Por Frei Betto
Ficar
confinado em casa suscita muitas nostalgias. Vontade de reencontrar parentes,
amigos, visitar livrarias, jantar fora, caminhar pelas ruas ou parques sem
máscara e perigo de contaminação.
É
muito diferente ficar voluntariamente retido em casa e compulsoriamente
trancado na prisão, como fiquei ao longo de quatro anos. O prisioneiro também
sente nostalgia das boas coisas da vida, porém de modo mais realista, pois sabe
que são meras fantasias impossíveis de serem realizadas, pelo simples fato de a
chave da porta ficar do lado de fora...
Agora,
na pandemia, a chave fica do lado de dentro. Basta abrir e sair à rua, aliás
como muitos fazem diariamente, seja por necessidade, impaciência ou
imprudência. Ainda assim, não conseguem realizar seus sonhos, porque os amigos
estão isolados; os bares, fechados; os espetáculos artísticos, cancelados ou
adiados. E andar pela rua, mesmo com máscara, é arriscado. Aglomerações são
inevitáveis.
Só
de pensar nessas limitações me conformo em permanecer confinado. Um luxo
comparado aos tempos de cárcere. Desfruto da natureza, saboreio pratos
saborosos, disponho de tempo para ler, escrever e fazer exercícios físicos,
livre das tensões do sistema prisional.
Há,
porém, uma diferença que incomoda e assusta: o carcereiro-carrasco é invisível.

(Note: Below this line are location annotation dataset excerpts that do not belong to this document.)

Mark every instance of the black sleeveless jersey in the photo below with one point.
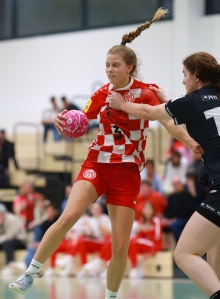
(200, 112)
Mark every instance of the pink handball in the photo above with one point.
(76, 124)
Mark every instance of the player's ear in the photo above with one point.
(130, 68)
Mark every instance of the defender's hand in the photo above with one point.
(160, 93)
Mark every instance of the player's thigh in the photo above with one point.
(198, 236)
(213, 257)
(83, 193)
(122, 219)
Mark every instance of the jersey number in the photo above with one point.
(215, 113)
(117, 131)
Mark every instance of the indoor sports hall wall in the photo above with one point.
(33, 69)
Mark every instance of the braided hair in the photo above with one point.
(127, 38)
(127, 53)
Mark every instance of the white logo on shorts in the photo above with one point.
(89, 174)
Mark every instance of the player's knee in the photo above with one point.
(120, 251)
(178, 256)
(66, 221)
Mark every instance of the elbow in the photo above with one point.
(148, 116)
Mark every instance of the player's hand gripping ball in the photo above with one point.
(76, 124)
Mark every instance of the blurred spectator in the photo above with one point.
(148, 240)
(148, 174)
(197, 165)
(68, 189)
(52, 216)
(147, 194)
(69, 248)
(180, 207)
(48, 120)
(6, 152)
(176, 145)
(23, 205)
(12, 236)
(68, 105)
(175, 166)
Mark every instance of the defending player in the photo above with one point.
(200, 111)
(112, 165)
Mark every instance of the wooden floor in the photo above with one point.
(72, 288)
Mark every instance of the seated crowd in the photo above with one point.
(164, 205)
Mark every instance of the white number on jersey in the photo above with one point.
(215, 113)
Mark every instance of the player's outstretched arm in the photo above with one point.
(160, 94)
(142, 111)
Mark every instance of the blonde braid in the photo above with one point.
(127, 38)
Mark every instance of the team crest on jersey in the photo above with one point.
(129, 97)
(87, 106)
(89, 174)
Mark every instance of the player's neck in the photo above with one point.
(122, 84)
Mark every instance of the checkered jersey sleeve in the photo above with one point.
(178, 109)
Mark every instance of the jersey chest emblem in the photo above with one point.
(129, 97)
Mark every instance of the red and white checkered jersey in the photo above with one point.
(121, 136)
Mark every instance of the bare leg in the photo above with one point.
(213, 258)
(198, 237)
(122, 220)
(82, 194)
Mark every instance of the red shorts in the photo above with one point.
(120, 182)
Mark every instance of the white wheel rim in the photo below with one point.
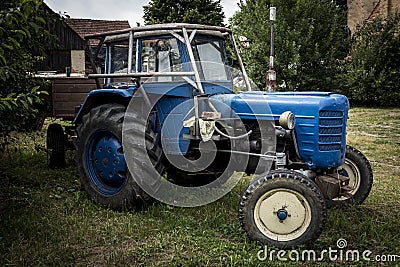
(354, 175)
(293, 203)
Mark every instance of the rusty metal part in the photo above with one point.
(333, 186)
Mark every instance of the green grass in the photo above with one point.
(46, 219)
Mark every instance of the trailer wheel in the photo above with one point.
(101, 162)
(282, 208)
(55, 146)
(357, 167)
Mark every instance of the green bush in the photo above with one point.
(372, 73)
(23, 40)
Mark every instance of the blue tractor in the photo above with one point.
(172, 117)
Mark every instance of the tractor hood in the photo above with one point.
(259, 104)
(320, 120)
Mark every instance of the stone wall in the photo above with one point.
(361, 10)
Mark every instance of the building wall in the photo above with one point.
(362, 10)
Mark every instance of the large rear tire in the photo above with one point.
(101, 162)
(282, 208)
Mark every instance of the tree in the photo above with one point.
(186, 11)
(311, 40)
(22, 37)
(372, 72)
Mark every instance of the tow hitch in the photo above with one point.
(334, 185)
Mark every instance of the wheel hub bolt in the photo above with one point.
(282, 214)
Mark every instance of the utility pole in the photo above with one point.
(271, 74)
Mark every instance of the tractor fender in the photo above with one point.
(103, 96)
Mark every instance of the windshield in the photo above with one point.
(210, 59)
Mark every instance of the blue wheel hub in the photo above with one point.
(282, 214)
(105, 162)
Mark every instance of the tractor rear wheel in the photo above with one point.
(282, 208)
(101, 161)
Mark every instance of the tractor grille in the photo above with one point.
(330, 130)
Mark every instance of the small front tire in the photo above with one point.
(282, 208)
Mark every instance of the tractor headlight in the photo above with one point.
(287, 120)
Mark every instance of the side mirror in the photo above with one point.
(244, 41)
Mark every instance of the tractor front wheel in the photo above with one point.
(282, 208)
(101, 161)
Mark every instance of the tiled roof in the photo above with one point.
(85, 27)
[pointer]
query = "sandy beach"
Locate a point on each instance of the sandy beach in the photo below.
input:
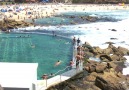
(34, 11)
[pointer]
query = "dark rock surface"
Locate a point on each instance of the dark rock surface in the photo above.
(105, 74)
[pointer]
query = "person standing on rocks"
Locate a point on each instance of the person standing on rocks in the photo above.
(78, 42)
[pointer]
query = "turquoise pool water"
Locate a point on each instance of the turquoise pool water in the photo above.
(36, 48)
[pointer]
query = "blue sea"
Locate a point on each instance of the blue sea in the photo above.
(96, 33)
(70, 24)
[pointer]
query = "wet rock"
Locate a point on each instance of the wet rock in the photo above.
(101, 67)
(113, 30)
(124, 50)
(109, 82)
(91, 19)
(105, 57)
(111, 65)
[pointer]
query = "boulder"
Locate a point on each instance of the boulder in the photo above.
(97, 50)
(107, 51)
(105, 57)
(111, 65)
(124, 50)
(109, 83)
(115, 57)
(101, 67)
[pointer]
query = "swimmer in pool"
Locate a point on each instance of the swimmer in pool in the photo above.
(58, 63)
(33, 46)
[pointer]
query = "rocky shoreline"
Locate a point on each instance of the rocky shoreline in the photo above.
(103, 75)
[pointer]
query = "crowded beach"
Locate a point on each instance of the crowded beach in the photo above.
(22, 12)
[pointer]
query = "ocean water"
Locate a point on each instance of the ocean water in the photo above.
(39, 48)
(96, 33)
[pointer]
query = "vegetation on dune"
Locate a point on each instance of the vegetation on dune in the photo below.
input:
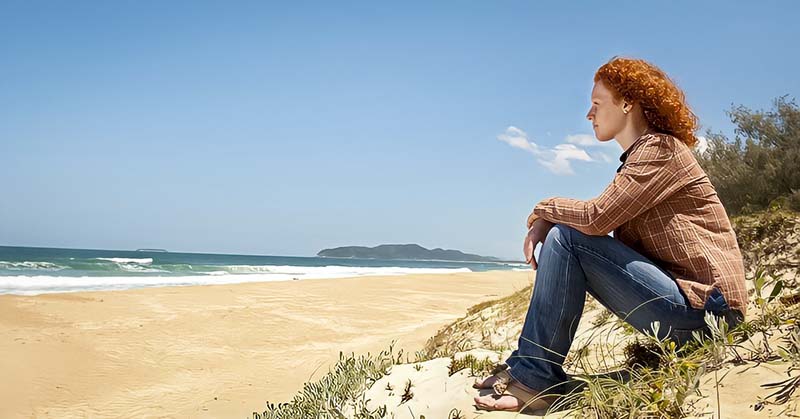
(617, 372)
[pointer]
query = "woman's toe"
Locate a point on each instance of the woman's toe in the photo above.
(485, 383)
(504, 402)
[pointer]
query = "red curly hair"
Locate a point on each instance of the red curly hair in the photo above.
(662, 101)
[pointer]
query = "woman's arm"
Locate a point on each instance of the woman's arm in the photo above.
(653, 172)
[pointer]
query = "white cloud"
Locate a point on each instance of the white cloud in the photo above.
(586, 140)
(558, 159)
(517, 138)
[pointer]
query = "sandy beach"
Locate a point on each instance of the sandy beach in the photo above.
(214, 351)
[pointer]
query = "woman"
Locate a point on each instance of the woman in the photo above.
(673, 256)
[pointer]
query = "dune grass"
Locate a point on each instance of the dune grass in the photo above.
(656, 379)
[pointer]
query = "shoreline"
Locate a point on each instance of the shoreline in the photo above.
(215, 350)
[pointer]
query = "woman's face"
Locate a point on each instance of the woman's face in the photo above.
(606, 116)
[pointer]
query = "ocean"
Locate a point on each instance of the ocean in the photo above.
(39, 270)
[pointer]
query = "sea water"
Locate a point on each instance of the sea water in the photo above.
(38, 270)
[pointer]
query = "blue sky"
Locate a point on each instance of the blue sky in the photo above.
(286, 127)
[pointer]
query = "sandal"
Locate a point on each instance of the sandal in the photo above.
(532, 401)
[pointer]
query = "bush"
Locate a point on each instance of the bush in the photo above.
(761, 163)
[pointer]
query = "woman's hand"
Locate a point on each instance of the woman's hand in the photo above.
(536, 234)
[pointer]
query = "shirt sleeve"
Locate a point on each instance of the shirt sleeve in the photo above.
(652, 173)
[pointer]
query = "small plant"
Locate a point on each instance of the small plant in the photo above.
(407, 393)
(477, 367)
(455, 414)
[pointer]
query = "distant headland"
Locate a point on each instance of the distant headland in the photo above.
(403, 251)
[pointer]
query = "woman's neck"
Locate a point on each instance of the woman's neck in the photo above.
(631, 133)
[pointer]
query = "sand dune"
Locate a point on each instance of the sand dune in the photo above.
(213, 351)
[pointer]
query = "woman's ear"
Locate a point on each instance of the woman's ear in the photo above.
(626, 107)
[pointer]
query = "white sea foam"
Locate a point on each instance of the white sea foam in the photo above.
(19, 266)
(34, 285)
(141, 261)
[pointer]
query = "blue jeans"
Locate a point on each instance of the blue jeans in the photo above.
(634, 288)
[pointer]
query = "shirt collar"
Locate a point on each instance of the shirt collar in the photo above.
(624, 155)
(622, 158)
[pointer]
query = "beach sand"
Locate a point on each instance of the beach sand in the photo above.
(214, 351)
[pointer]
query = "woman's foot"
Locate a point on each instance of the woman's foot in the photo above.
(502, 402)
(487, 382)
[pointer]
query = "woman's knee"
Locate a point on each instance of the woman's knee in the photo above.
(560, 233)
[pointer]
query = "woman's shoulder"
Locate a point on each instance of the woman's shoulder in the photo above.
(653, 145)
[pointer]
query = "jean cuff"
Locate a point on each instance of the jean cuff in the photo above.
(532, 381)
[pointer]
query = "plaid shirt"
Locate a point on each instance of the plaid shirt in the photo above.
(662, 204)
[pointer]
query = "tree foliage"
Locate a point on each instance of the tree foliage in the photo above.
(760, 167)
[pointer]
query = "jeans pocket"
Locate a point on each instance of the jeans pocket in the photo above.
(716, 303)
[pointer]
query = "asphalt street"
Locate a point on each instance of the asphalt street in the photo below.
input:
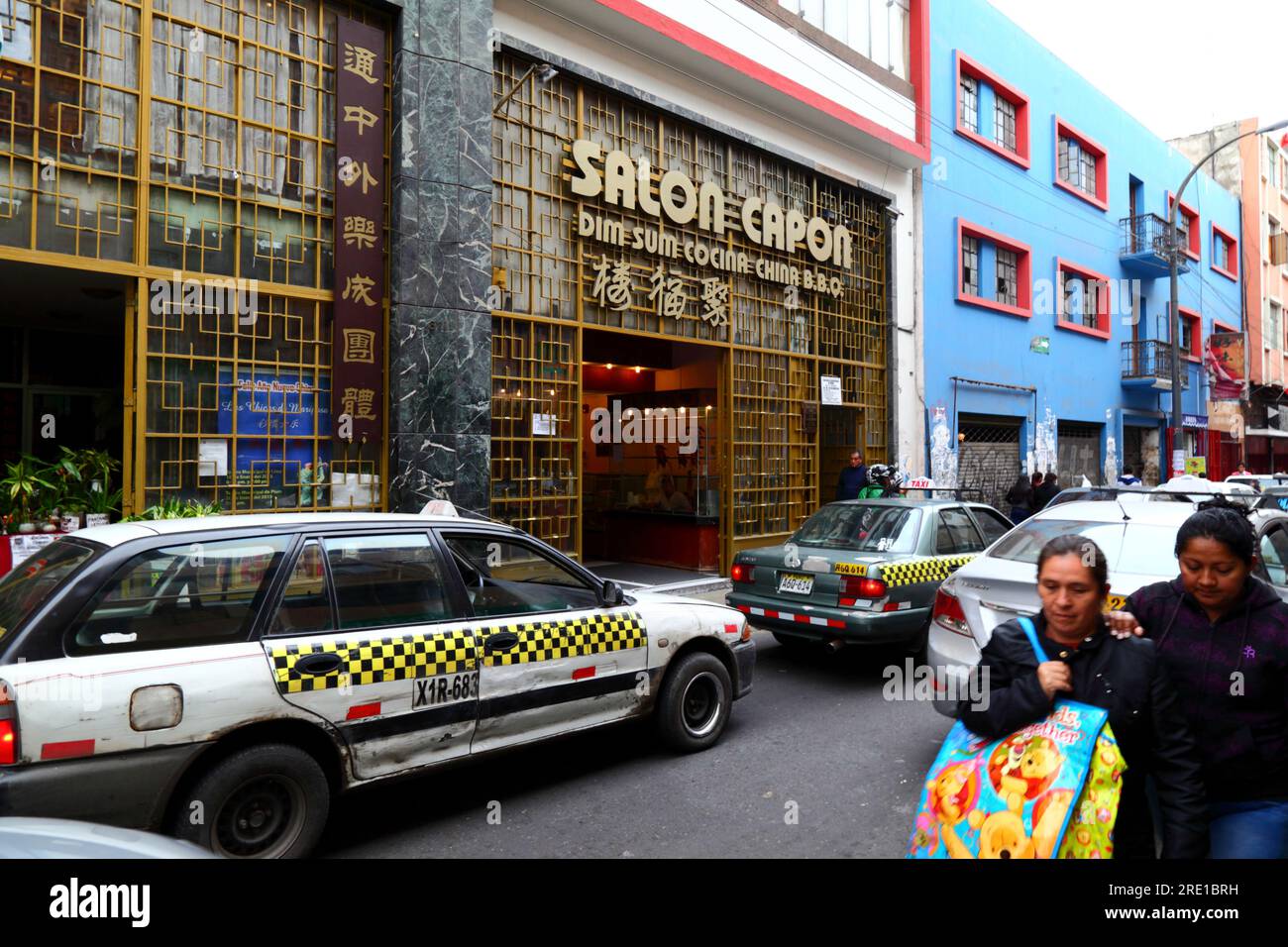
(814, 738)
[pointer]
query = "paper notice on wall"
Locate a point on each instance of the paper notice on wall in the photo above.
(355, 491)
(213, 458)
(544, 425)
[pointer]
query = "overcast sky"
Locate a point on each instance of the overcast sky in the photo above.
(1121, 47)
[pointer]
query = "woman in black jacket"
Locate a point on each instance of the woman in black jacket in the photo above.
(1093, 667)
(1020, 497)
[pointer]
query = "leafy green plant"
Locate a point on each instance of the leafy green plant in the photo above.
(175, 509)
(26, 480)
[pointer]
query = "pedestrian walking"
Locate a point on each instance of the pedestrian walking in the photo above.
(1224, 637)
(1046, 492)
(1089, 665)
(853, 478)
(1020, 497)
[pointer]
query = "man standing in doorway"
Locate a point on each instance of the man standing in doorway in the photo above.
(853, 478)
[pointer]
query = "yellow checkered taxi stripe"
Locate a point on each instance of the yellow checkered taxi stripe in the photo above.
(934, 569)
(376, 660)
(429, 655)
(546, 641)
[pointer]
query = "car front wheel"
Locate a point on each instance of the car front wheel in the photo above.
(263, 801)
(695, 703)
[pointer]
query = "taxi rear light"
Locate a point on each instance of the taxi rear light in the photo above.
(948, 613)
(854, 587)
(8, 744)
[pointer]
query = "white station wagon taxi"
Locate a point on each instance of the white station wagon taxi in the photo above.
(220, 680)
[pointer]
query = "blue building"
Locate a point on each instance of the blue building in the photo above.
(1046, 337)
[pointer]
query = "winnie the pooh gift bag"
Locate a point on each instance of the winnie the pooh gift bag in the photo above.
(1048, 789)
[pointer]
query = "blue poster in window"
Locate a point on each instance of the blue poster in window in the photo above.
(274, 415)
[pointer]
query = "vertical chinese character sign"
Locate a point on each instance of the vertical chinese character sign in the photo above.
(359, 360)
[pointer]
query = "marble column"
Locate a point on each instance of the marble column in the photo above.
(441, 257)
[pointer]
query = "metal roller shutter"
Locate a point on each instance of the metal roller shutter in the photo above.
(1078, 453)
(988, 459)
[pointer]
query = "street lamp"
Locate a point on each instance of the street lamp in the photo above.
(1175, 316)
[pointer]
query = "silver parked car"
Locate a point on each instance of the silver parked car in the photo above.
(1001, 582)
(64, 838)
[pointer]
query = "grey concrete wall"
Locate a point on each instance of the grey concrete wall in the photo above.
(1225, 167)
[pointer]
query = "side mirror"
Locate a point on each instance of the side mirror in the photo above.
(610, 592)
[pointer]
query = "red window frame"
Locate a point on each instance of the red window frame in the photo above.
(965, 65)
(1196, 351)
(1022, 270)
(1194, 249)
(1232, 253)
(1102, 330)
(1064, 129)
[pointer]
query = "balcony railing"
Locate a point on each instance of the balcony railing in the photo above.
(1149, 363)
(1144, 245)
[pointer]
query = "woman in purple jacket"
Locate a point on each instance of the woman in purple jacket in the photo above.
(1224, 637)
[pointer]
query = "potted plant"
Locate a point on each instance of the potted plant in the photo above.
(99, 506)
(22, 483)
(95, 471)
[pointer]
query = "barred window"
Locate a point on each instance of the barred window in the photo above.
(1008, 285)
(969, 102)
(1077, 165)
(970, 265)
(1080, 300)
(1004, 123)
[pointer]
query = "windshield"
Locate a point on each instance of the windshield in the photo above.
(34, 579)
(1138, 549)
(863, 527)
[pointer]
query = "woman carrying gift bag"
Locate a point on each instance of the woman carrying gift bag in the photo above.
(1224, 637)
(1086, 664)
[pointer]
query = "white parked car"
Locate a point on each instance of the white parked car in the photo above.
(1001, 582)
(1188, 487)
(220, 680)
(1258, 482)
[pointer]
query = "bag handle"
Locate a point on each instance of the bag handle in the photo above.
(1026, 624)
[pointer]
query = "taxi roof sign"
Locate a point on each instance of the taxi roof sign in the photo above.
(439, 508)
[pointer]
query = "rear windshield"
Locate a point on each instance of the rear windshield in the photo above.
(1140, 549)
(862, 527)
(33, 579)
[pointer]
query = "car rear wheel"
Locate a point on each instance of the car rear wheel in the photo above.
(263, 801)
(695, 703)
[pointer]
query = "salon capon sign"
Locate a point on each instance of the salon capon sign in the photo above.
(618, 180)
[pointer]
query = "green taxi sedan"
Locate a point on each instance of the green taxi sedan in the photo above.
(862, 571)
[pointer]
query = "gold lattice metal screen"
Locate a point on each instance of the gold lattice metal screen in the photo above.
(179, 144)
(773, 344)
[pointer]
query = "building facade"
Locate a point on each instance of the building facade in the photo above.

Ele mede 85 nanômetros. Para se ter ideia do que isso significa, um fio de
cabelo tem 100.000 nanômetros de espessura. Para detectar o Covid-19, um
microscópio eletrônico precisa ampliá-lo ao menos 80 mil vezes. E esse ser de
dimensões ínfimas é capaz de infectar-me e provocar a minha morte.
Na
prisão, a aproximação do carcereiro era anunciada pelo bater de portas, passos
na galeria, tilintar do molho de chaves. Agora, o inimigo é imperceptível. Não
manda aviso prévio. Pode estar na embalagem que manuseio, na casca da fruta que
corto, na maçaneta que toco.
Ainda
que eu tome todos os cuidados higiênicos e cuide de desinfetar tudo que chega
da rua, o risco perdura. O que me protege é o privilégio de não ter que sair de
casa para garantir a sobrevivência, ao contrário da maioria da população
brasileira, e dedicar-me a um trabalho que exige recuo e solidão mesmo em
tempos “normais” – escrever. Assim,
consigo encurtar os dias e manter uma agenda de projetos literários que me
ocupará ainda por muitos meses.
Contudo,
anseio pelo fim dessa pandemia e que o mundo volte a girar. Neste momento me
sinto como nos dois primeiros anos de prisão, quando ainda não havia sido
julgado pelo tribunal militar e, portanto, sem a menor ideia de quanto tempo
haveria de ficar recluso. Poderia ser condenado a dois ou vinte anos, já que
tribunais de ditaduras se regem pelo arbítrio, e não pelo direito.
Graças
ao recurso impetrado no STF, fui condenado a dois anos. Sentença proferida na
semana em que se completavam meus quatro anos de prisão... Ainda que a pandemia
termine logo, também agora não há como recuperar o “tempo perdido”. Ponho entre
aspas porque sei que, para muitos, tem sido um período positivo de aprendizado
e mudanças de hábitos e propósitos.
Ainda
que a curva das vítimas da Covid-19 desabe e as autoridades sanitárias deem
sinal verde para o fim da quarentena, fica a dúvida enquanto não surgir a
vacina: e se o vírus se disseminar de novo? Portanto, só a vacina nos permitirá
um futuro de volta ao passado.
Frei Betto é escritor, autor de “Cartas da prisão” (Companhia das Letras), entre outros livros.